Haute Vitrine is French. The word haute sounds like “oat” (as in oatmeal) and it literally means “high.” The word vitrine rhymes with “caffeine.” So Haute Vitrine sounds a bit like the more common phrase Haute Cuisine. For me, Haute Vitrine presents a feast for the eyes in the same way that haute cuisine presents a feast for the palette.
In a related way, haute couture creates a sumptuous experience for the body, with fashions that are made to order from expensive fabrics, and sewn with great attention to detail. Currently, a similar phrase Haute Culture is the title of an exhibition at the Art Gallery of Ontario. www.ago.net/haute-culture
The French word vitrine literally means a glass cabinet or showcase used to display precious objects in a shop, museum or home. Vitrine also means a store window. In the early days of street photography in Paris, windows were popular subjects with French photographers including Atget and Brassai.

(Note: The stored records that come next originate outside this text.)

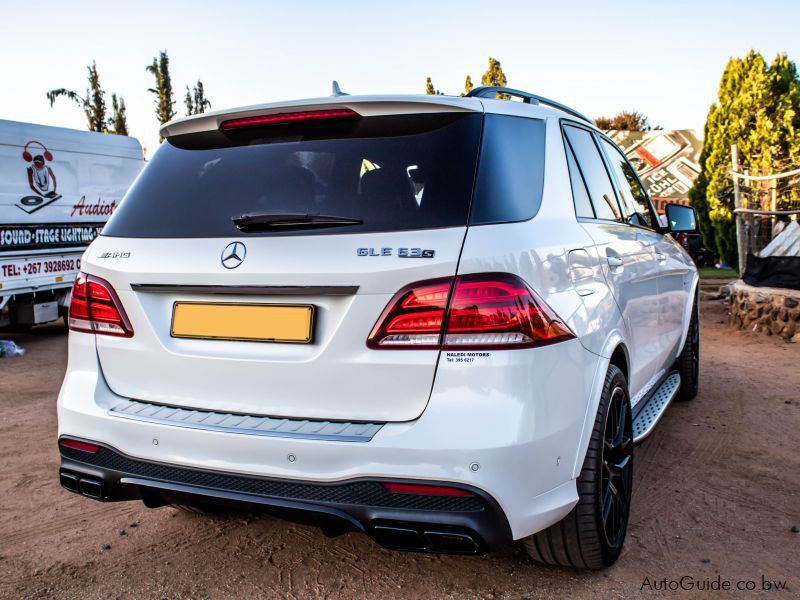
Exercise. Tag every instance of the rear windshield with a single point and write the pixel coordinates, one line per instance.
(392, 173)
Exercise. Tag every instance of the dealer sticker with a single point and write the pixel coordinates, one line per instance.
(465, 357)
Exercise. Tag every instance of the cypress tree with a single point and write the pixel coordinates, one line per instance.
(93, 103)
(195, 100)
(165, 103)
(119, 119)
(758, 109)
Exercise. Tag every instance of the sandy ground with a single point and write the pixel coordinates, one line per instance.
(716, 494)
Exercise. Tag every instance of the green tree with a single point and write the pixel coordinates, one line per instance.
(758, 109)
(93, 103)
(118, 123)
(430, 90)
(165, 104)
(195, 100)
(627, 120)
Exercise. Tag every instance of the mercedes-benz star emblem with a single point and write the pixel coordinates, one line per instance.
(233, 255)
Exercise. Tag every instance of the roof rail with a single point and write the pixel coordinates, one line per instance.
(491, 91)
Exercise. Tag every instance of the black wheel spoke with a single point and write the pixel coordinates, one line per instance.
(616, 463)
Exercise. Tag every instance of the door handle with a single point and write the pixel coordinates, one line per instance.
(615, 261)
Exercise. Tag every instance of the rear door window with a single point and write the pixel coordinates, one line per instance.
(511, 173)
(390, 172)
(634, 199)
(601, 191)
(580, 195)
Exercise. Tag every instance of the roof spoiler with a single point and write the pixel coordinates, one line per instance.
(491, 91)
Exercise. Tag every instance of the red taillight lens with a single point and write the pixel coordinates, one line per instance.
(96, 308)
(414, 317)
(425, 490)
(78, 445)
(307, 116)
(483, 311)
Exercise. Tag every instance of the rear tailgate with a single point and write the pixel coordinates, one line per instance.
(334, 377)
(408, 181)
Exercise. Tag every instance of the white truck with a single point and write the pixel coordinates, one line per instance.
(57, 189)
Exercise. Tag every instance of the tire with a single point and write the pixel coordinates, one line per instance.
(688, 363)
(585, 539)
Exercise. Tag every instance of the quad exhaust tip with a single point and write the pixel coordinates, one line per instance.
(85, 486)
(422, 537)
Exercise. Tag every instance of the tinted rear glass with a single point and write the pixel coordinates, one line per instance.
(392, 173)
(511, 176)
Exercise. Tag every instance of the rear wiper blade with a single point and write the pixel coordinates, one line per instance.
(251, 222)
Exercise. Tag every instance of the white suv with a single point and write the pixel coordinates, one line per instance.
(440, 321)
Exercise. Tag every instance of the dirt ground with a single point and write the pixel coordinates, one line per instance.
(715, 495)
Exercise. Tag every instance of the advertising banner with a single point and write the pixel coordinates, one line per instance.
(667, 161)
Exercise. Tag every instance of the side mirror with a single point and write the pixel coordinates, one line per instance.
(681, 218)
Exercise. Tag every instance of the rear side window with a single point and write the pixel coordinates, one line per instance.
(580, 196)
(588, 157)
(511, 173)
(634, 199)
(392, 173)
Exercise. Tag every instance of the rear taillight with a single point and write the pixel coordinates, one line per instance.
(482, 311)
(96, 308)
(306, 116)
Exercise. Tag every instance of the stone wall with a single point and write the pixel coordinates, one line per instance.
(770, 311)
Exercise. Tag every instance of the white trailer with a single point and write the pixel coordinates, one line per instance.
(57, 189)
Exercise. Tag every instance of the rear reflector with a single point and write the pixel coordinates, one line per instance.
(425, 490)
(96, 308)
(77, 445)
(481, 311)
(288, 118)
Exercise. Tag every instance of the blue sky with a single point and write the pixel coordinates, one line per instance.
(663, 59)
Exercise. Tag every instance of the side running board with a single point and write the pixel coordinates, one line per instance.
(654, 407)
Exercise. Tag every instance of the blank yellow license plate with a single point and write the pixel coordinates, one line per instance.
(284, 323)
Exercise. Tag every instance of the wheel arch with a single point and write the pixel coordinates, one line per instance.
(615, 352)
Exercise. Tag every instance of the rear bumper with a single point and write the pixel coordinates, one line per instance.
(510, 425)
(471, 524)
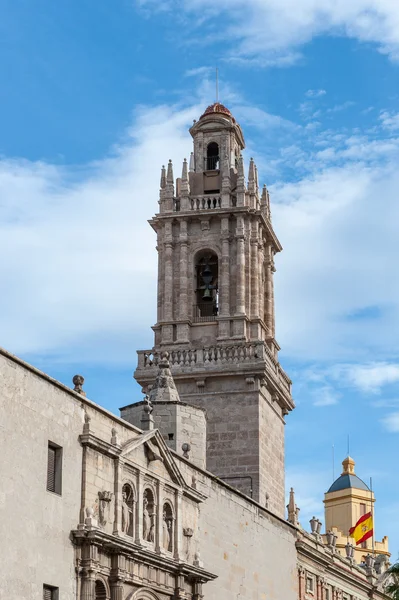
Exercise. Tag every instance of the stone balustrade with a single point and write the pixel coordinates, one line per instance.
(202, 358)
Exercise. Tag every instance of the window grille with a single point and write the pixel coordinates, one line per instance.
(54, 468)
(50, 592)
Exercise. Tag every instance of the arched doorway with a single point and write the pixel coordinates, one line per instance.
(206, 291)
(212, 157)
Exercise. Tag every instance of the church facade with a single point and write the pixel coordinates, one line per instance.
(182, 497)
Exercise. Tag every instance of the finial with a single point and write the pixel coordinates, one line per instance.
(147, 420)
(293, 510)
(240, 167)
(184, 173)
(78, 382)
(164, 388)
(163, 177)
(265, 203)
(349, 466)
(169, 177)
(186, 449)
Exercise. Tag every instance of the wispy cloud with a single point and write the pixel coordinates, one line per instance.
(391, 422)
(315, 93)
(325, 396)
(272, 31)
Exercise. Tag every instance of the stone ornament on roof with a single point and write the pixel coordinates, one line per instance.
(218, 109)
(164, 389)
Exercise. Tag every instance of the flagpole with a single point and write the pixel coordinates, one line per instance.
(372, 514)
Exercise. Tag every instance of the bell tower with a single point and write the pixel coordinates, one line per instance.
(215, 315)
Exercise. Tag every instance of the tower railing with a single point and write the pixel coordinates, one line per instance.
(201, 358)
(211, 163)
(205, 311)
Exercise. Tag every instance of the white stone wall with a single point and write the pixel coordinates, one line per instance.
(35, 523)
(252, 551)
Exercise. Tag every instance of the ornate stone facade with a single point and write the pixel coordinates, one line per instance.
(216, 248)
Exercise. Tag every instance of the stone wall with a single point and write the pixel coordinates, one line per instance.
(36, 524)
(252, 551)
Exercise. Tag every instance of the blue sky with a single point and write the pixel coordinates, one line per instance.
(96, 96)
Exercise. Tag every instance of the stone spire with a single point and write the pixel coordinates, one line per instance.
(163, 178)
(349, 466)
(164, 389)
(240, 182)
(293, 510)
(265, 203)
(184, 185)
(147, 420)
(192, 162)
(251, 177)
(169, 177)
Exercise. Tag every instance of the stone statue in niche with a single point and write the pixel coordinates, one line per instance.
(166, 525)
(151, 533)
(126, 513)
(105, 498)
(146, 520)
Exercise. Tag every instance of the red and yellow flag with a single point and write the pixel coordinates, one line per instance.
(363, 530)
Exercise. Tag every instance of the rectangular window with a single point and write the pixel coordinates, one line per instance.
(309, 585)
(50, 592)
(327, 594)
(54, 468)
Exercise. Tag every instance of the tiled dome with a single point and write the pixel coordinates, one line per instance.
(219, 109)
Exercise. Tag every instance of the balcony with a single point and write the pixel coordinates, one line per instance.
(212, 163)
(206, 311)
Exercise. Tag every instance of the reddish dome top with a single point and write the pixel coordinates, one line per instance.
(217, 108)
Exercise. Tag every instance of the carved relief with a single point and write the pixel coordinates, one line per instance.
(104, 498)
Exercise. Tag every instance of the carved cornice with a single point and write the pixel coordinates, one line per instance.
(92, 441)
(138, 553)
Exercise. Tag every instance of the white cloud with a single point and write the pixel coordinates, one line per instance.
(79, 262)
(390, 120)
(315, 93)
(391, 422)
(325, 396)
(270, 31)
(372, 377)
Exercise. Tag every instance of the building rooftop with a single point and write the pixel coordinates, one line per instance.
(348, 478)
(219, 109)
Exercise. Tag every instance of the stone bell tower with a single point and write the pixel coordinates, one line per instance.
(216, 248)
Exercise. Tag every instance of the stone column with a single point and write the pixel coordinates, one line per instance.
(118, 495)
(168, 282)
(139, 509)
(301, 583)
(183, 299)
(261, 283)
(158, 518)
(254, 272)
(273, 321)
(224, 272)
(268, 293)
(160, 281)
(88, 590)
(177, 546)
(240, 273)
(117, 590)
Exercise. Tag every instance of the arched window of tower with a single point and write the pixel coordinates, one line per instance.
(100, 591)
(206, 305)
(212, 157)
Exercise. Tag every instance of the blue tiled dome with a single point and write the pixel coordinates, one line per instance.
(346, 481)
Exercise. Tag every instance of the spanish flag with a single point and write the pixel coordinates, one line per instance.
(363, 530)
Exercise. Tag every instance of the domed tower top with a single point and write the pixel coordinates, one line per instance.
(218, 108)
(218, 142)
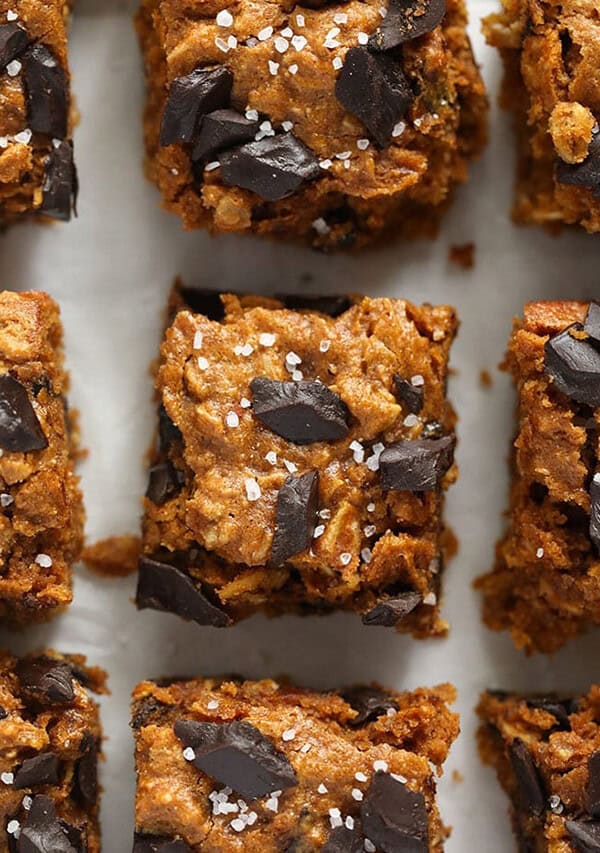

Shown above is Repetto. This shop window in Paris was the first in my ongoing series of vitrines around the world. Since its inception in Paris in 2009, this body of work has grown to include window reflections in Berlin & London, Jerusalem & Tel Aviv, New York & Las Vegas, Ottawa & Montreal, Toronto & Vancouver. The series is called Haute Vitrine, and my blog was named after it.
Today Haute Vitrine celebrates 100 posts in 100 days.